Neste último, por exemplo, destacaram-se flagrantes em atividades de colheita de palha, produção de cigarros, café e ainda desmatamento para abertura de pasto. Medina destacou a gravidade de uma ocorrência relacionada a desmatamento clandestino no Acre.
“Foram encontrados trabalhadores que precisavam se deslocar 7km todos os dias da sede da fazenda até os seus alojamentos em um terreno péssimo, no meio da mata e cheio de lama. Eram barracos de palha e lona. Eles bebiam água de igarapé e muitos adquiriram intoxicação e infecções gastrointestinais em virtude disso.”
Segundo os fiscais, para atrair pessoas para esse tipo de situação, os exploradores geralmente lançam mão de falsas promessas de boas condições de trabalho. Com a vida marcada pela vulnerabilidade, muitos trabalhadores acabam caindo na armadilha.
“A maioria dos casos envolve, em cerca de 80% das vezes, negros, pessoas com baixa escolaridade e com idade entre 20 e 30 anos de idade. Sob qualquer recorte que se faça, a gente costuma se deparar com essa realidade”, disse ao Brasil de Fato o auditor fiscal do MTP Maurício Fagundes.

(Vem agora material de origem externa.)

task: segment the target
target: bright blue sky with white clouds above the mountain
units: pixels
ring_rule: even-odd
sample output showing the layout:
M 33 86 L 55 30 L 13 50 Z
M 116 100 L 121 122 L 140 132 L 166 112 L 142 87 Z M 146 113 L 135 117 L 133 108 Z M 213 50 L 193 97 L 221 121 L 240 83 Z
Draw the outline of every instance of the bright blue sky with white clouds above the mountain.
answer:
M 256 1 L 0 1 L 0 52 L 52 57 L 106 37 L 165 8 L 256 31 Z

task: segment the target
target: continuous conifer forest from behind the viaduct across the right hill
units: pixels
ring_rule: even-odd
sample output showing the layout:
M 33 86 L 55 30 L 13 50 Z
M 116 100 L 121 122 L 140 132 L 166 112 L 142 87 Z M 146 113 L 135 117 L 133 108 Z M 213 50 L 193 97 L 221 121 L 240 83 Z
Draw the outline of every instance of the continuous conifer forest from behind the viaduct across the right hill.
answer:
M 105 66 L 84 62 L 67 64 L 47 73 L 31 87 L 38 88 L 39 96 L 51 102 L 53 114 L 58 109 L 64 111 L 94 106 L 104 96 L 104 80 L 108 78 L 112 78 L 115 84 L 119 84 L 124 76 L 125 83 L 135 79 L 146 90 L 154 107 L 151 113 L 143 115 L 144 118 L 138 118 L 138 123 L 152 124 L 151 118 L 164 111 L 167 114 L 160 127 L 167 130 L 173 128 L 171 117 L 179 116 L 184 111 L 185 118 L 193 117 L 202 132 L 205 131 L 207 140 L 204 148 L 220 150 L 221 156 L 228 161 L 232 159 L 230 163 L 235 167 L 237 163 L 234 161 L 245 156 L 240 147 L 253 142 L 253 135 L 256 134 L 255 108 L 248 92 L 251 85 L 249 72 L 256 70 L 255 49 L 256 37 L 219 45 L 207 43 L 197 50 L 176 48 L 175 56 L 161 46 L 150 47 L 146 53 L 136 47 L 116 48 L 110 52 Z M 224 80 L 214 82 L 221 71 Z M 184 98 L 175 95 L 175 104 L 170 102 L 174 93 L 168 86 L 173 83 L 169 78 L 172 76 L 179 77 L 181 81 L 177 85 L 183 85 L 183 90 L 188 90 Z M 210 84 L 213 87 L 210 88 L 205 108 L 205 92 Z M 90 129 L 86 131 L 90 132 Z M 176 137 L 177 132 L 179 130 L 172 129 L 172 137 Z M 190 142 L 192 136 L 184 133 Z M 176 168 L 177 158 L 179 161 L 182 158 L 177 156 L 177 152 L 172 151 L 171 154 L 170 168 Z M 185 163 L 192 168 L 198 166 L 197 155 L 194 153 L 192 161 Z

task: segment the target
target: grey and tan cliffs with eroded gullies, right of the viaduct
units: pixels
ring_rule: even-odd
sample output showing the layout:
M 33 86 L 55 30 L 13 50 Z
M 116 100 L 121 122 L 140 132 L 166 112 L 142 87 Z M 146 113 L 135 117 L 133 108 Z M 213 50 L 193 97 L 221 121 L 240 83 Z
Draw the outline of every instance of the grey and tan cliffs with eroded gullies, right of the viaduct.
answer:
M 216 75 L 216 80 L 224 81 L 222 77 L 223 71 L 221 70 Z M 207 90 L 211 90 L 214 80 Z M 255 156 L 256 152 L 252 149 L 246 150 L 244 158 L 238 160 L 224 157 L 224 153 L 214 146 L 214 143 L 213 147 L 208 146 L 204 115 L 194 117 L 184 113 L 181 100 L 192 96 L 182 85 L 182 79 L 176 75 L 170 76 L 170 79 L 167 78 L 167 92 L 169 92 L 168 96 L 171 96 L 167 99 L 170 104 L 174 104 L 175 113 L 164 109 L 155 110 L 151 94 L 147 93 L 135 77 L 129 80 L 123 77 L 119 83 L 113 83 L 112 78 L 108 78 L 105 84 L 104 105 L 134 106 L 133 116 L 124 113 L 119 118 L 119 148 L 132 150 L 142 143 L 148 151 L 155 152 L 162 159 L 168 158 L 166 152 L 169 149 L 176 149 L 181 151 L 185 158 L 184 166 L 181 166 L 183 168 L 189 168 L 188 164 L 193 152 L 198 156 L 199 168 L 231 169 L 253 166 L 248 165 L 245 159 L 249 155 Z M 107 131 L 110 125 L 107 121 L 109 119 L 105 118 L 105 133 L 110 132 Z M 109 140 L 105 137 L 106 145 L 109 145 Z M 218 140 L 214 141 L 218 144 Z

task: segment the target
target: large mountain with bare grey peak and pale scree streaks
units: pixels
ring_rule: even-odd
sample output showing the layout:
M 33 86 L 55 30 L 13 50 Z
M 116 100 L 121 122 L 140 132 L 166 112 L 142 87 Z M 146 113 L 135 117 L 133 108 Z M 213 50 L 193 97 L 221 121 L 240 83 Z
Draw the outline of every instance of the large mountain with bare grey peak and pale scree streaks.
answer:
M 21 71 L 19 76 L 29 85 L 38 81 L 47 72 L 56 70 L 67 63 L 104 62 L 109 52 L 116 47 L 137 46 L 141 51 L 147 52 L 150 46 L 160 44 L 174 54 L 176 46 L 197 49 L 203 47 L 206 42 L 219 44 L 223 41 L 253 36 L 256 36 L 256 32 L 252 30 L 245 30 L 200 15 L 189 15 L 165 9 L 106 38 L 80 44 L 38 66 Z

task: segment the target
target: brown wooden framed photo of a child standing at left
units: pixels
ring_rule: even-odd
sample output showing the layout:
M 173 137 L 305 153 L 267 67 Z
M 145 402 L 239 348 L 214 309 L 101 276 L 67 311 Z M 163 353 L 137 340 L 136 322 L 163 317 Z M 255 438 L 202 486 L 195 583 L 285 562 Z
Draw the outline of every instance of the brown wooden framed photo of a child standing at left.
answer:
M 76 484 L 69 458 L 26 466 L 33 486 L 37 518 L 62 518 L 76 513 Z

“A escravidão clássica do período colonial e imperial, em que os escravos eram considerados objetos, propriedades a serem comercializadas e sem direitos, foi abolida pela Lei Áurea. Contudo, situações como essas mostram que ainda hoje verificamos graves violações de direitos humanos que afetam a liberdade desses indivíduos e atentam contra a sua dignidade”, comentou Rômulo Machado, ao se debruçar sobre as estatísticas.
Crianças
Ao todos, os fiscais se depararam com 13 casos de exploração do trabalho infantil, sendo cinco delas de condições análogas à de escravo. “As crianças geralmente estão acompanhadas dos pais. Num período de safra, por exemplo, os pais saem pra trabalhar em outros municípios e acabam levando os filhos por não terem com quem deixar. Estando nesses locais, as crianças acabam trabalhando também”, explica Maurício Fagundes.

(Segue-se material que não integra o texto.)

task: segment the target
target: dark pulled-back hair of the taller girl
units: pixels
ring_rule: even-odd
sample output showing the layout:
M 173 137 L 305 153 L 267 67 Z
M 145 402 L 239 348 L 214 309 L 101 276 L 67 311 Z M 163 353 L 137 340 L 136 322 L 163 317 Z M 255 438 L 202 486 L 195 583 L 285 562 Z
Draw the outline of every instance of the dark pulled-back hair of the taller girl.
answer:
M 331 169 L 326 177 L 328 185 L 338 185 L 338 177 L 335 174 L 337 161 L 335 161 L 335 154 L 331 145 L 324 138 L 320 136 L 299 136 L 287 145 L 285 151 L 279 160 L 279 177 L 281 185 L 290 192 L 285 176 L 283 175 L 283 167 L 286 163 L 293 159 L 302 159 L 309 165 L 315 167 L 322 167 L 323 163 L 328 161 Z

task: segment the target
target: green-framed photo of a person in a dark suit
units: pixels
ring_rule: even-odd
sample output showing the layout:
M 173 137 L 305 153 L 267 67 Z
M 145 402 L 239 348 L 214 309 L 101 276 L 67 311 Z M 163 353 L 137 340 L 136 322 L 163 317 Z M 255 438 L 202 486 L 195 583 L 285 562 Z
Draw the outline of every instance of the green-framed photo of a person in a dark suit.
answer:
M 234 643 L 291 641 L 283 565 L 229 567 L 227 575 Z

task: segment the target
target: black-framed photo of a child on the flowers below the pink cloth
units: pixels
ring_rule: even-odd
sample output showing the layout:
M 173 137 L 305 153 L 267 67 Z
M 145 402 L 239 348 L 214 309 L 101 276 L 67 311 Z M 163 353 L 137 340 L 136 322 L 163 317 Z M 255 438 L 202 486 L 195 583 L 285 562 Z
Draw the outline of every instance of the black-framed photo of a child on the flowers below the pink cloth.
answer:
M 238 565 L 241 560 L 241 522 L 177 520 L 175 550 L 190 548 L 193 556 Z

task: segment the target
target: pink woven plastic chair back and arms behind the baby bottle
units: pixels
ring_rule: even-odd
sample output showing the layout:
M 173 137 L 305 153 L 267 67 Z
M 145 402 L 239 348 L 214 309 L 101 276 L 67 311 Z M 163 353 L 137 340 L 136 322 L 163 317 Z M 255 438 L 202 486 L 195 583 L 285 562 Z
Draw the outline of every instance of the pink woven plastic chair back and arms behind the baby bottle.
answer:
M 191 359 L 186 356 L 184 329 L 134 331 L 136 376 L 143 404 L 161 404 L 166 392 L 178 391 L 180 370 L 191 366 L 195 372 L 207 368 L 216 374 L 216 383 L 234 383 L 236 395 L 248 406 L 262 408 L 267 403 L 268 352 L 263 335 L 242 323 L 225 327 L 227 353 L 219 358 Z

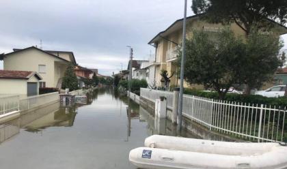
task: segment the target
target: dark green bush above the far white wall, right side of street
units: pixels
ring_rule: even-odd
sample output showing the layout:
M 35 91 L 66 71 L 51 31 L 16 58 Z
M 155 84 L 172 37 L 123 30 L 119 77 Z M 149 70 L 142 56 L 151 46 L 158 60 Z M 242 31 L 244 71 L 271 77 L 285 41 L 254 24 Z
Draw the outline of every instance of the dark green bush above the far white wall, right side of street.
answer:
M 124 89 L 128 90 L 128 80 L 120 80 L 120 86 L 123 87 Z M 140 89 L 141 88 L 147 88 L 148 87 L 148 82 L 146 80 L 138 80 L 138 79 L 133 79 L 131 80 L 131 92 L 139 95 L 140 94 Z

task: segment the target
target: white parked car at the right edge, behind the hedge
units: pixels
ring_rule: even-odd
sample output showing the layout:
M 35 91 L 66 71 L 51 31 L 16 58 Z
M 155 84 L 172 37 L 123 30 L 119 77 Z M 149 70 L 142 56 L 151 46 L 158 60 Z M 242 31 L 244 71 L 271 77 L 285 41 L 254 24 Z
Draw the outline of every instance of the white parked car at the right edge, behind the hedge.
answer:
M 275 87 L 271 87 L 264 91 L 256 91 L 256 95 L 263 95 L 265 97 L 282 97 L 284 96 L 286 90 L 286 85 L 278 85 Z

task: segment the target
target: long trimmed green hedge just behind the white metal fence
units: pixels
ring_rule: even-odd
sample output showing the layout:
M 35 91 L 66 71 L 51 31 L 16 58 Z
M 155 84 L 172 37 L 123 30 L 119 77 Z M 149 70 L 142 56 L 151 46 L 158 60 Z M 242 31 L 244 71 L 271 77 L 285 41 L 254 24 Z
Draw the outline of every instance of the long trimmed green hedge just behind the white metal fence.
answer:
M 195 89 L 184 89 L 184 94 L 196 95 L 210 99 L 219 99 L 217 92 L 197 91 Z M 243 102 L 247 104 L 267 104 L 271 106 L 287 106 L 287 97 L 264 97 L 262 95 L 238 95 L 228 93 L 224 99 L 230 102 Z

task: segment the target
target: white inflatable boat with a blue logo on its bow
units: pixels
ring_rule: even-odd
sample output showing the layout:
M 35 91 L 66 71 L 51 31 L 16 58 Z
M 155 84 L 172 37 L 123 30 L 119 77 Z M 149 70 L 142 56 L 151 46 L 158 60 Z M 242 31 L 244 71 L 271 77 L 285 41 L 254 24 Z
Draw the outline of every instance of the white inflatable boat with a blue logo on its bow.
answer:
M 138 168 L 287 168 L 287 147 L 278 143 L 219 142 L 150 136 L 130 152 Z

Segundo o auditor, em um caso flagrado em Minas Gerais, por exemplo, uma criança de cerca de 4 anos que era explorada no local chegou a se perder em meio à plantação. “Tiveram que chamar a polícia pra fazer buscas e foi o dia inteiro atrás dela pra conseguirem encontrar”, relata, ao comentar a crueldade do caso.
Zona urbana
Também houve diferentes casos de pessoas resgatadas de situação de trabalho doméstico análogo à escravidão, contexto mais observado em zonas urbanas, segundo os órgãos de fiscalização.

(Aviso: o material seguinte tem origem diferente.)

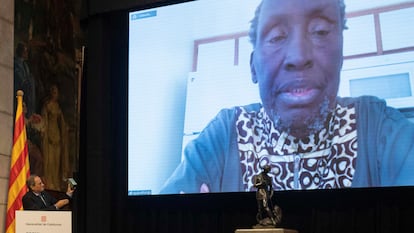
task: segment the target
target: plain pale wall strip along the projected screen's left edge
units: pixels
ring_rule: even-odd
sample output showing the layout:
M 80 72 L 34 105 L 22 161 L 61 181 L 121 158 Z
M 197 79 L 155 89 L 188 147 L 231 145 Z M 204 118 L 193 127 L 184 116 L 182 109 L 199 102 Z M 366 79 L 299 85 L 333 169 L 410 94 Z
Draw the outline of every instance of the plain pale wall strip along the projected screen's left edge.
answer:
M 177 17 L 162 9 L 157 17 L 130 22 L 129 190 L 157 193 L 179 161 L 173 155 L 181 153 L 185 77 L 193 52 L 187 22 L 186 13 Z

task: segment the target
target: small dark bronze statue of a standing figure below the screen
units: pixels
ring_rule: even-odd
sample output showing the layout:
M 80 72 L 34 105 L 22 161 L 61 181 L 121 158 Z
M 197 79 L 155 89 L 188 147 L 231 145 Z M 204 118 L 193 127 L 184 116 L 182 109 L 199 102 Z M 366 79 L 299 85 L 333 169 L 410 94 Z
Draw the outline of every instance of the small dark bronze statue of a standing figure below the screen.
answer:
M 263 171 L 254 176 L 254 187 L 256 187 L 256 200 L 258 212 L 256 220 L 258 224 L 255 228 L 274 227 L 280 223 L 282 219 L 282 210 L 279 206 L 273 205 L 272 196 L 272 179 L 268 175 L 270 166 L 265 165 Z

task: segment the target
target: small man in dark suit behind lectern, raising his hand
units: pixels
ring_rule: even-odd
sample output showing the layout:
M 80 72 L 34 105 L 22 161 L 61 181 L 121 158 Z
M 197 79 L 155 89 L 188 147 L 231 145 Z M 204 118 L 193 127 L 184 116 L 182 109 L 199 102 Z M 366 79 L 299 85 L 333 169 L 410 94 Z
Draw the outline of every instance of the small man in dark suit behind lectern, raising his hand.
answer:
M 45 184 L 38 175 L 31 175 L 26 182 L 29 191 L 23 196 L 24 210 L 59 210 L 69 204 L 75 188 L 68 184 L 67 198 L 57 200 L 45 192 Z

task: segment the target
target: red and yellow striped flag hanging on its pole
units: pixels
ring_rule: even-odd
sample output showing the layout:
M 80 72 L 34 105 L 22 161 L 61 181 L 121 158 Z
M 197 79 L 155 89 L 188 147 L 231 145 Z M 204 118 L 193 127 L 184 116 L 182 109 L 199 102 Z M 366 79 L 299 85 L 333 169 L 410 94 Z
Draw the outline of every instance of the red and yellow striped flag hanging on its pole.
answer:
M 13 148 L 10 160 L 9 195 L 7 200 L 6 233 L 15 233 L 15 211 L 23 209 L 22 197 L 27 192 L 26 180 L 30 175 L 29 150 L 23 114 L 23 91 L 17 91 L 17 109 L 14 125 Z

“Nós resgatamos mais duas trabalhadores domésticas na Paraíba. Esse é um cenário que teima em se repetir, um cenário de pessoas em extrema vulnerabilidade que são recebidas por uma família e essa família usa o trabalho delas submetendo-as a um trabalho análogo ao de escravo”, disse Machado.
Outro caso emblemático que chamou a atenção dos fiscais se deu em uma clínica de reabilitação fajuta localizada pelas equipes. Machado disse que foi um “caso marcante” da operação.
“Pessoas vulneráveis que faziam uso de drogas eram encaminhadas pra essa clinica e lá, a título de fazerem o tratamento, acabavam fazendo artesanato e eram obrigadas a comercializar esse artesanato nas ruas. Elas tinham metas que, se não fossem cumpridas, acabavam sendo penalizadas. Foi um caso de trabalho forçado que chocou pela gravidade das situações, inclusive com relatos de agressão contra eles”, relatou o subsecretário.
Denúncias
Machado chamou a atenção para a importância de a sociedade denunciar esses e outros tipos de situação relacionada à exploração ilegal de mão de obra. “À medida que estão sendo divulgados os casos, a gente vê que há uma crescente no número de denúncias. Isso mostra que há uma conscientização da sociedade em torno do tema.”
Os diferentes órgãos destacaram que as denúncias podem ser feitas de forma sigilosa e remota por diferentes canais. Pode ser utilizado o “Sistema Ipê”, no site ipe.sit.trabalho.gov.br, bem como o denunciante pode relatar o caso por meio da página do MPT (www.mpt.mp.br) ou ainda via Disque 100.